Bonus debate hides real dilemma
1 Dec 09
Arguing over City pay schemes is just a way to avoid having to answer tougher questions about the Government’s strategy for banking
by Robert Outram

This is the month when CA Magazine takes its annual look at Scotland’s corporate finance sector. Arguably, our Who’s Who could be called “Who’s Still Who in Corporate Finance”, after a difficult year in which corporate finance teams have been busier on restructuring, refinancing and generally helping distressed companies, than they have been on M&A work.
The participants at this year’s corporate finance round table (click here) agreed that dealflow has been affected, above all, by two factors: a lack of confidence and limited availability of bank finance.

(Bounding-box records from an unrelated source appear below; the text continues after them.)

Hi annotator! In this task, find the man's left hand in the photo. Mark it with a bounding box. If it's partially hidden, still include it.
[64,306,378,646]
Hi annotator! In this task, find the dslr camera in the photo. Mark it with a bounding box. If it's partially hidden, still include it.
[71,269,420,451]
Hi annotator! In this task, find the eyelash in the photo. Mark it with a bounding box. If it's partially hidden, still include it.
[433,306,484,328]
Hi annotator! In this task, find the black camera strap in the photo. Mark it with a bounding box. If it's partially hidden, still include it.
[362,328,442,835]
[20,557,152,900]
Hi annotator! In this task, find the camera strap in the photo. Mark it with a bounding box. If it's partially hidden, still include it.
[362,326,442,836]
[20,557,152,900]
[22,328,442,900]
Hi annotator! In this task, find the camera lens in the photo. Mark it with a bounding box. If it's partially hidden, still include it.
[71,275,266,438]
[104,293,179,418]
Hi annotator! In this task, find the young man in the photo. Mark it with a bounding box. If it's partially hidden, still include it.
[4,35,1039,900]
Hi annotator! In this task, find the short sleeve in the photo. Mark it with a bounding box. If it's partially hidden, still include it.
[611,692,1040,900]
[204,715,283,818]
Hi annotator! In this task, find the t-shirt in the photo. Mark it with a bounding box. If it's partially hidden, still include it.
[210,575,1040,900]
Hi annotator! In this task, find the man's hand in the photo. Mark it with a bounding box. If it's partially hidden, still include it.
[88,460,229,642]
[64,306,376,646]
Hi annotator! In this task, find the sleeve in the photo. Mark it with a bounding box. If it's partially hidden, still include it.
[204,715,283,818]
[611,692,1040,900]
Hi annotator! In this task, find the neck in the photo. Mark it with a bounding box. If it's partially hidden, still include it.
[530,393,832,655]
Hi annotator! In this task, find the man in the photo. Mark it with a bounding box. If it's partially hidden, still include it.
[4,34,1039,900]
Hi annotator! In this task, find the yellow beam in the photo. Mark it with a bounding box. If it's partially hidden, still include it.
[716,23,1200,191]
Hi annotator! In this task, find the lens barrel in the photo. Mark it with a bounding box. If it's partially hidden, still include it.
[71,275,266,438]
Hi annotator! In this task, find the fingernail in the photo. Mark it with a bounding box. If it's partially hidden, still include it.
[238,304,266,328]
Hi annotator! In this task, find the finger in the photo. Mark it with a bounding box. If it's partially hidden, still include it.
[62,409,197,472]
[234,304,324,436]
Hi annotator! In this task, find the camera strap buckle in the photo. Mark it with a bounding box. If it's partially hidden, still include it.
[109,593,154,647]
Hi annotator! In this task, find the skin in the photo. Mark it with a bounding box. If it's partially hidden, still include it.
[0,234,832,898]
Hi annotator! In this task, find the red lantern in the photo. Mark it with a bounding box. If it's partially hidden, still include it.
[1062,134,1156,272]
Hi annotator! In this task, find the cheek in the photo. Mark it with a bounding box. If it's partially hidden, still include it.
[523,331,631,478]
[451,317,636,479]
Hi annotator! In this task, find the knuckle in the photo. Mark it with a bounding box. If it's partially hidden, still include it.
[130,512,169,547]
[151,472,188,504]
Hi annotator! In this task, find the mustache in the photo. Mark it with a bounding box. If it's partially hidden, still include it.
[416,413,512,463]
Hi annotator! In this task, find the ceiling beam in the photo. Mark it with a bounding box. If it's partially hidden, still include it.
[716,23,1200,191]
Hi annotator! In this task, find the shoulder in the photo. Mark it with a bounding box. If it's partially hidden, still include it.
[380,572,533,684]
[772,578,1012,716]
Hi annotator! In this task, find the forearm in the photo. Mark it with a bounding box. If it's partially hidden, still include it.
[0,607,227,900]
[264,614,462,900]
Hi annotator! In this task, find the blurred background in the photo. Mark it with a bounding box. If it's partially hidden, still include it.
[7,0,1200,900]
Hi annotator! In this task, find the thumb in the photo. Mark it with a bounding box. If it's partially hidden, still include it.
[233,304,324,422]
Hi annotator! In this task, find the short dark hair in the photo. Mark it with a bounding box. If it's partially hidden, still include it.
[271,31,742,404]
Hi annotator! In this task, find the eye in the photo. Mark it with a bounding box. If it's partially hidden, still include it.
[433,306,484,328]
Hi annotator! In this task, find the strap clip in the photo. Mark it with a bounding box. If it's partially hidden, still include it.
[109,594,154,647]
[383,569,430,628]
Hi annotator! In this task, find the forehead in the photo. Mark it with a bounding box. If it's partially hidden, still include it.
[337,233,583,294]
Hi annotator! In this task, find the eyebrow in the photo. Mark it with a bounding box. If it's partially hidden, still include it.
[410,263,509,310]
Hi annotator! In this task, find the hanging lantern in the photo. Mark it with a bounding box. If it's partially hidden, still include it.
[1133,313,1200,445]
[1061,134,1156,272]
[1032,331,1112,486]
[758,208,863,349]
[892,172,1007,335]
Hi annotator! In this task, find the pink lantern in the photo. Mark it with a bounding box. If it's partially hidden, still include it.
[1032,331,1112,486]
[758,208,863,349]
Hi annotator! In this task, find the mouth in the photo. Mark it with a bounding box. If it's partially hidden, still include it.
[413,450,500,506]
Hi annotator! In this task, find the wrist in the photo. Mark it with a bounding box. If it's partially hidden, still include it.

There are some signs that the former is easing slightly. Economic signs are looking better. However, the question of bank credit remains difficult. In the UK, many overseas banks have withdrawn, and that creates a capacity problem for business lending. The leading domestic players argue that they are open for business. The reason they are failing to meet the Government’s targets for bank lending, they say, is that customers are reluctant to borrow.

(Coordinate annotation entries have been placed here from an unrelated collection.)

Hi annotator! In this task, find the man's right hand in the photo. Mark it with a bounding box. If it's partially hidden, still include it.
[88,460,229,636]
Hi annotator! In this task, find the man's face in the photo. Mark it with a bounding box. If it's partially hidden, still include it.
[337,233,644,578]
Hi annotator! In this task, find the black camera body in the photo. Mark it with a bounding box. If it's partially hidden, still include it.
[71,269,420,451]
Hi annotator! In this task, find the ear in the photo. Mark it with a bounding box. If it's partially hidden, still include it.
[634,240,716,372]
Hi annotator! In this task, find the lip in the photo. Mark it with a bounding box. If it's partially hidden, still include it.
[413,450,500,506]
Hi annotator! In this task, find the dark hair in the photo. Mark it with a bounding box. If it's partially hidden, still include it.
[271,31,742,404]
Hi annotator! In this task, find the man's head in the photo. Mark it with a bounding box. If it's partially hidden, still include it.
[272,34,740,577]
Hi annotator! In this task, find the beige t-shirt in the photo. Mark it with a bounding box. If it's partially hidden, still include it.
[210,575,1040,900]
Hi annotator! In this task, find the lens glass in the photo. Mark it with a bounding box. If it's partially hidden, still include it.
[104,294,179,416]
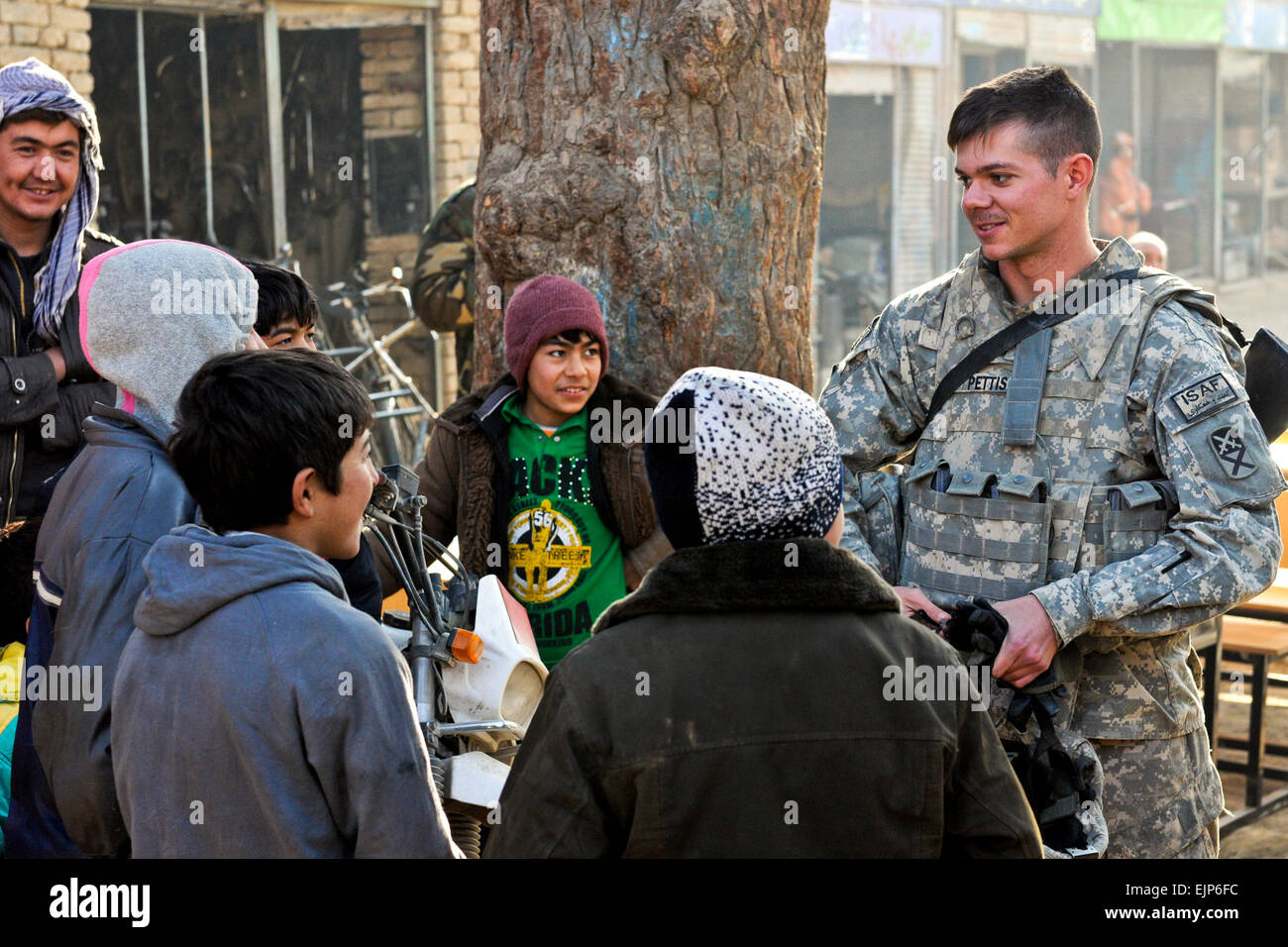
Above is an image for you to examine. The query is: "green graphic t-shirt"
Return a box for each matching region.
[501,395,626,668]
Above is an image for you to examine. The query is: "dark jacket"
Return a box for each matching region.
[112,526,455,858]
[377,374,671,592]
[0,231,121,526]
[486,539,1042,858]
[5,404,196,856]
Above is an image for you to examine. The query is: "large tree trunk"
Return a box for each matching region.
[474,0,829,393]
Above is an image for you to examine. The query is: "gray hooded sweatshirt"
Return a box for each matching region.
[112,526,458,858]
[25,240,258,857]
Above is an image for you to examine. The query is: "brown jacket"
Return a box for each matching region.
[486,539,1042,858]
[416,374,671,587]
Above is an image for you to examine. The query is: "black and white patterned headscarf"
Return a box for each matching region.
[644,368,842,549]
[0,56,103,346]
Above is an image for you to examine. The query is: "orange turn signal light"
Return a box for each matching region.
[452,627,483,665]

Meanwhile, many business customers still complain of limited bank finance, onerous terms and overlong lead times for decisions on lending. So who’s right? Probably both sides. It is normal at this stage for businesses and households to seek to reduce their debt.
The dilemma for banks is that the only long-term solution to their present difficulties is to trade profitably and rebuild their balance sheets. That means taking some tough decisions and imposing terms that some customers may find painful.

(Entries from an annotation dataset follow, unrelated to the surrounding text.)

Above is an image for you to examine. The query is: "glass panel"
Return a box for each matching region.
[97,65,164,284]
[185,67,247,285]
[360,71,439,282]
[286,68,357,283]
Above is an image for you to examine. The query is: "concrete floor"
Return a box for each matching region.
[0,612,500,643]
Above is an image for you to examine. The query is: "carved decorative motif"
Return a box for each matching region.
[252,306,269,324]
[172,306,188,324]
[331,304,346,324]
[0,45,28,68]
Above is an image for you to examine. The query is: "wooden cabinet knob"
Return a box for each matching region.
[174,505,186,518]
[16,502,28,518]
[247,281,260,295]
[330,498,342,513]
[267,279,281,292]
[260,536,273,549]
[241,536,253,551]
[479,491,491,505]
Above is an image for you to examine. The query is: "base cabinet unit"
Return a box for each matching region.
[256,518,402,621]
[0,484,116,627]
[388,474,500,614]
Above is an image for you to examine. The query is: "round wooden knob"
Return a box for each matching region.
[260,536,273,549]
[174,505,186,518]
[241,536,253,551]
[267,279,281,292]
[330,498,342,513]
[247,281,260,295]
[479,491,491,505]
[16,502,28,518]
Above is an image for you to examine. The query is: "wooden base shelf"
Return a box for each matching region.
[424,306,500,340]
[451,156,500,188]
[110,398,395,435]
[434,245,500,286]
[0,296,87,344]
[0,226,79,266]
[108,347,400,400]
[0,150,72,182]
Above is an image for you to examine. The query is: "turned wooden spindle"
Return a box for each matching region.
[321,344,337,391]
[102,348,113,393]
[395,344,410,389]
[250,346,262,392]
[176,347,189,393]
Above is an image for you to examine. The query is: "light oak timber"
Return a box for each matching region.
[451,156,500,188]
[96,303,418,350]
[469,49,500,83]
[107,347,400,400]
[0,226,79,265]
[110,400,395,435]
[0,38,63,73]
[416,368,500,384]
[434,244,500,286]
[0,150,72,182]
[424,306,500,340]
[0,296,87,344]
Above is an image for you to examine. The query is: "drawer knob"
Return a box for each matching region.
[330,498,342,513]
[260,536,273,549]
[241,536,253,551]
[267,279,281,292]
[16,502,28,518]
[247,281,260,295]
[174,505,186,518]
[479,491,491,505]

How the Government uses its stake in the two part-nationalised banks is also problematic. Should it be encouraging the banks to return to healthy profits and well-capitalised balance sheets, so that the taxpayers can recoup their outlay as soon as possible? Or should RBS and Lloyds be used as instruments of public policy, to pump liquidity into the UK economy?
The debate is typified by the argument over loan facilities extended by RBS to US food giant Kraft, which is mounting a hostile takeover bid for Cadbury. An iconic UK company is under threat, but should RBS be following its legitimate commercial interests or acting as some kind of state agency to protect British interests and jobs?
It’s a difficult dilemma for the politicians, which is why it is much easier to focus on the issue of bankers’ bonuses. The Queen’s Speech last month promised legislation to allow the Financial Services Authority to strike out any pay schemes in banking that it deems will encourage risky trading. As widely predicted, the emphasis will be on long-term rewards, with senior banking staff rewarded on a three-year basis, not one year. The size of bonuses will not be capped, however.
Since Labour and the Conservatives have been involved in a war of words over who can get tougher on City bonuses, it seems clear that some kind of regulation is going to be in place no matter who wins next year’s general election. After the last 18 months, the British public are not going to stand for “business as usual” as far as the bonus culture is concerned.
The banking industry has accepted the need for reward on a long-term basis, but fears the consequences of a scheme that could end up heavy on red tape.
I’m not convinced that the mere fact of regulation is going to spark a mass exodus of banks from London, but it will be hugely important to ensure that the new system is based on clearly understood principles and avoids unnecessary bureaucracy. The UK is seen by the financial world as a good place to do business, and it would be damaging to the whole economy if that reputation was put at risk.